Pero por afuera de ese sector que hoy tiene sobradas razones para festejar, el resto de las actividades económicas no ha tenido igual fortuna con las políticas económicas del gobierno nacional y está viendo caer sus niveles de actividad en forma dramática. Lo peor es que esta situación tiene consecuencias inmediatas en los trabajadores quienes, además de resignar ingresos salariales por paritarias fagocitadas por la inflación, ven cómo se pierden puestos de trabajo. Lo denunció un senador y dirigente gremial mercantil al referirse a la complicada situación que vive el sector en General Pico y el norte provincial.

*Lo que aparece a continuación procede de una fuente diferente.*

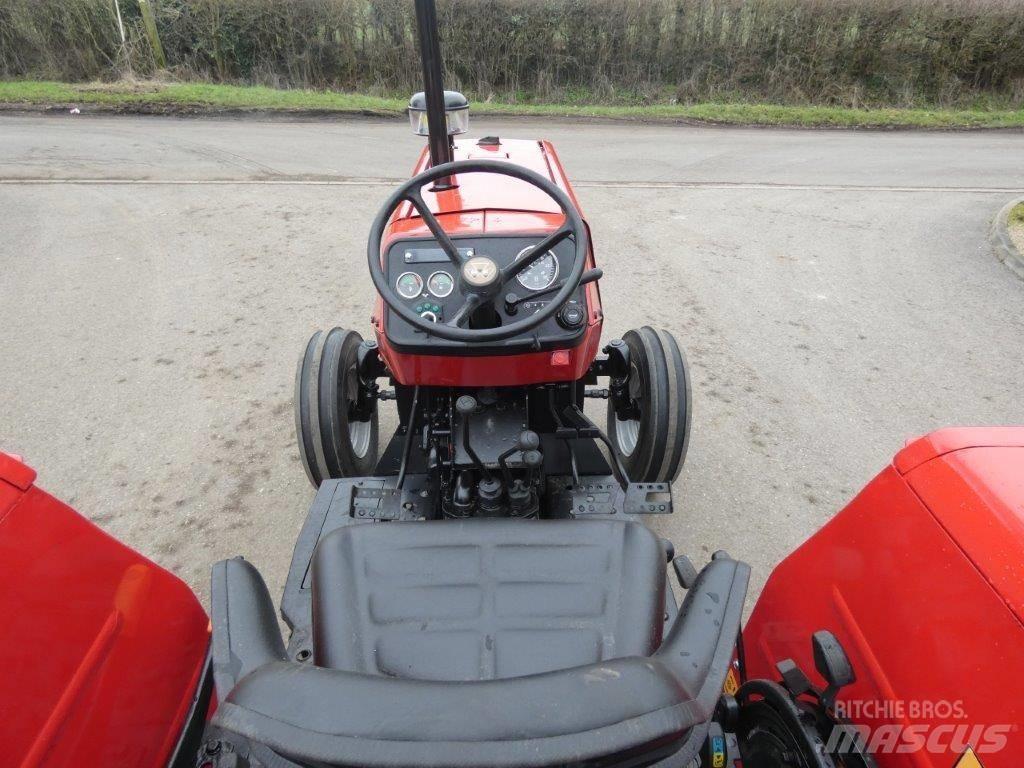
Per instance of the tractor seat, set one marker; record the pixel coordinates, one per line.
(485, 599)
(478, 644)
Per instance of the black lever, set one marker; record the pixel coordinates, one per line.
(527, 440)
(465, 406)
(512, 301)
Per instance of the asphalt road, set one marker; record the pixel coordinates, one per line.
(835, 292)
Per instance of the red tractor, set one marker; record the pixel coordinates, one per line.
(483, 591)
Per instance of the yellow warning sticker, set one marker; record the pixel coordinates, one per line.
(969, 760)
(732, 684)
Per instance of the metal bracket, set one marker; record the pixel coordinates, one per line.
(389, 504)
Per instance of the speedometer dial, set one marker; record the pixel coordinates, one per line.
(541, 274)
(410, 285)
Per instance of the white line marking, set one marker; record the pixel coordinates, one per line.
(385, 181)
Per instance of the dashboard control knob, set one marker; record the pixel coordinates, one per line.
(571, 316)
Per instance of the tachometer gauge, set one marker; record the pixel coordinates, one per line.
(542, 273)
(410, 285)
(440, 284)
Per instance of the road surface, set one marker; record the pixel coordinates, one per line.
(835, 292)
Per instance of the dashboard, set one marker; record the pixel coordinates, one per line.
(425, 280)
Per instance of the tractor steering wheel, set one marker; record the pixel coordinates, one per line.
(480, 279)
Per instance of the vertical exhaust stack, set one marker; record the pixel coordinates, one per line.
(433, 88)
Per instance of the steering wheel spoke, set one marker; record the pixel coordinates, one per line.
(462, 316)
(434, 225)
(538, 251)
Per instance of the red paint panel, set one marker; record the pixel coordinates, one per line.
(953, 438)
(101, 649)
(977, 495)
(919, 621)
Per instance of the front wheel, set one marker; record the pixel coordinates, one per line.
(332, 442)
(650, 428)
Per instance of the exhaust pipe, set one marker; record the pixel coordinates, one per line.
(433, 88)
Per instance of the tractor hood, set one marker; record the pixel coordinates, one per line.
(973, 481)
(497, 203)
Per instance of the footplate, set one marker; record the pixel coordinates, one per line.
(388, 504)
(605, 497)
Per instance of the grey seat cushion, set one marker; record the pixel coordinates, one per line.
(485, 599)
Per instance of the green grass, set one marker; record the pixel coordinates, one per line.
(186, 96)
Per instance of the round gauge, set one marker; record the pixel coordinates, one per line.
(410, 285)
(440, 285)
(541, 274)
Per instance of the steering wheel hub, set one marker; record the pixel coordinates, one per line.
(480, 278)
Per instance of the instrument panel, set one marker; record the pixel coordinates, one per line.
(424, 278)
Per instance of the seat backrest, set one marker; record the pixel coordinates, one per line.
(485, 599)
(627, 712)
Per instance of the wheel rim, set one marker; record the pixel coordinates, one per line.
(627, 435)
(628, 430)
(358, 436)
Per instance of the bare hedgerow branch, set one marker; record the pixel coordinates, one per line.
(850, 52)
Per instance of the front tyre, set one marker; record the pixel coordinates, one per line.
(652, 438)
(332, 443)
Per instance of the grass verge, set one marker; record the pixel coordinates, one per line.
(188, 97)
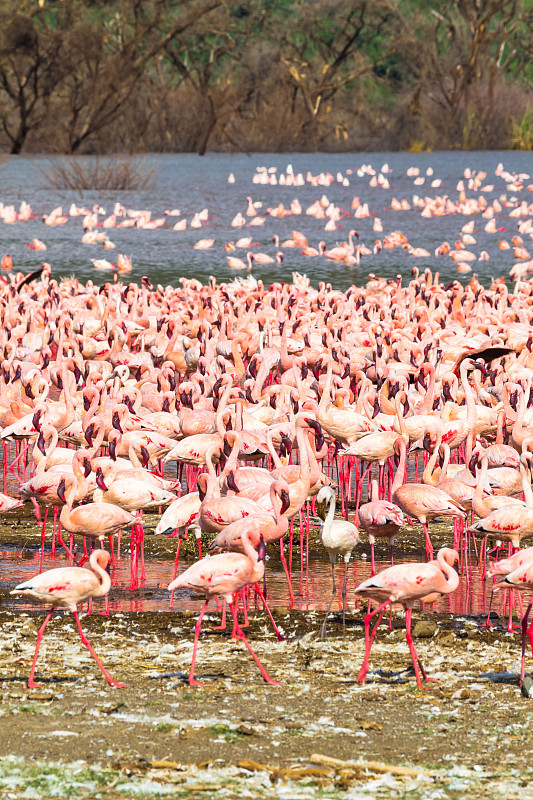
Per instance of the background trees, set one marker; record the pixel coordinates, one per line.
(108, 75)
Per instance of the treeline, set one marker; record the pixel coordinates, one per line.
(265, 75)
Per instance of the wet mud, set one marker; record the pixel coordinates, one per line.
(319, 734)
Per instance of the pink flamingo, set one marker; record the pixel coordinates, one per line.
(66, 587)
(521, 578)
(339, 537)
(223, 575)
(380, 519)
(419, 500)
(405, 584)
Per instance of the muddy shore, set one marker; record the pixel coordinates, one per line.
(76, 736)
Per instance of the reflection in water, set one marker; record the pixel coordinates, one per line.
(312, 587)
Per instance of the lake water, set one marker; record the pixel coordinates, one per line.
(191, 183)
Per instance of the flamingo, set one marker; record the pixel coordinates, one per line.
(339, 537)
(380, 519)
(521, 578)
(419, 500)
(405, 584)
(67, 587)
(223, 575)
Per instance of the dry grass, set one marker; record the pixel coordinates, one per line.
(110, 174)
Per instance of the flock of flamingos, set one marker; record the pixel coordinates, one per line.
(268, 399)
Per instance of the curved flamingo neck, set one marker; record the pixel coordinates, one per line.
(400, 471)
(427, 404)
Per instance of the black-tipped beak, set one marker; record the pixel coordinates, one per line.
(313, 424)
(261, 549)
(61, 490)
(41, 445)
(230, 480)
(145, 456)
(89, 434)
(100, 480)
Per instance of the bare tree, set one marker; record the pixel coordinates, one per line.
(30, 69)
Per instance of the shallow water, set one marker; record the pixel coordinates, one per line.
(311, 588)
(191, 183)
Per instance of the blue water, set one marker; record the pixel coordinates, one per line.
(191, 183)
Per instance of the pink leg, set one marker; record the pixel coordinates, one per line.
(287, 575)
(240, 635)
(42, 540)
(414, 654)
(258, 591)
(192, 680)
(429, 546)
(525, 630)
(369, 638)
(176, 562)
(223, 622)
(87, 644)
(31, 682)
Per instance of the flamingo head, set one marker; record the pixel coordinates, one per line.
(61, 490)
(100, 479)
(116, 422)
(145, 456)
(230, 480)
(285, 501)
(41, 444)
(89, 433)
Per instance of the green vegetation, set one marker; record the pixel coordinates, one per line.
(101, 77)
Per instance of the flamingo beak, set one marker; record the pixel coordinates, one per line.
(145, 456)
(313, 424)
(230, 480)
(61, 490)
(100, 480)
(261, 549)
(89, 435)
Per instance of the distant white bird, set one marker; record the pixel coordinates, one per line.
(339, 537)
(102, 263)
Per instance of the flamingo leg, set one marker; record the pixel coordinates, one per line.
(87, 644)
(31, 682)
(369, 638)
(287, 574)
(223, 622)
(529, 632)
(262, 597)
(192, 680)
(429, 546)
(333, 593)
(240, 635)
(176, 562)
(42, 539)
(414, 654)
(344, 601)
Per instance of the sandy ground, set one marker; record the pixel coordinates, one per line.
(317, 735)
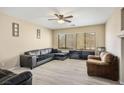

Este complicado escenario fue motivo de un debate la semana pasada cuando el gobernador cuestionó las políticas económicas del macrismo. El mandatario mencionó el aumento de la desocupación, el desmesurado crecimiento de los precios de la canasta alimentaria, el tarifazo en los servicios públicos y la apertura importadora entre otros graves problemas, y los atribuyó a la decisión política del gobierno nacional de retirar el Estado y dejar que sea la “mano invisible” del mercado la que regule las relaciones entre los actores económicos. Desde el macrismo la respuesta no se hizo esperar y le llovieron críticas al gobernador fogoneando una polémica ideológica que hasta el momento no había tenido tanta presencia en la arena política pampeana.
Es bien sabido que la mayoría de las empresas pampeanas pueden encuadrarse, por su escala, como pequeñas o medianas, y lo que está sucediendo aquí con ellas no es diferente de lo que ocurre en todo el país. La elección del macrismo de privilegiar las súper ganancias de las grandes empresas agrícolas, exportadoras, mineras, gasíferas y bancarias está provocando un costo social muy alto y severos daños a quienes no pertenecen a esa elite económica. En todo el país están multiplicándose las protestas del sector Pyme y, como no podía ser de otra manera, también de los sindicatos. Hay una relación directa entre ambos colectivos pues el pequeño y mediano empresariado es el mayor generador de empleo privado en el país. Sin embargo resulta paradójico que -a pesar de esta situación de desventaja ostensible en que se encuentran- las empresas de menor escala son las que están generando menos despidos en relación a las más grandes, mostrando mayor sensibilidad a la hora de cuidar el empleo.
La única respuesta del gobierno nacional a estos dramáticos planteos es continuar pateando la pelota para adelante y enarbolar el mismo libreto: la felicidad prometida llegará en el futuro. Ahora, en el presente, solo hay respuestas para los más grandes; los chicos, aunque sufran y lloren, deben esperar su turno. Y como el segundo semestre parece que llegó demasiado pronto, ahora dicen que hay que seguir esperando hasta el año que viene.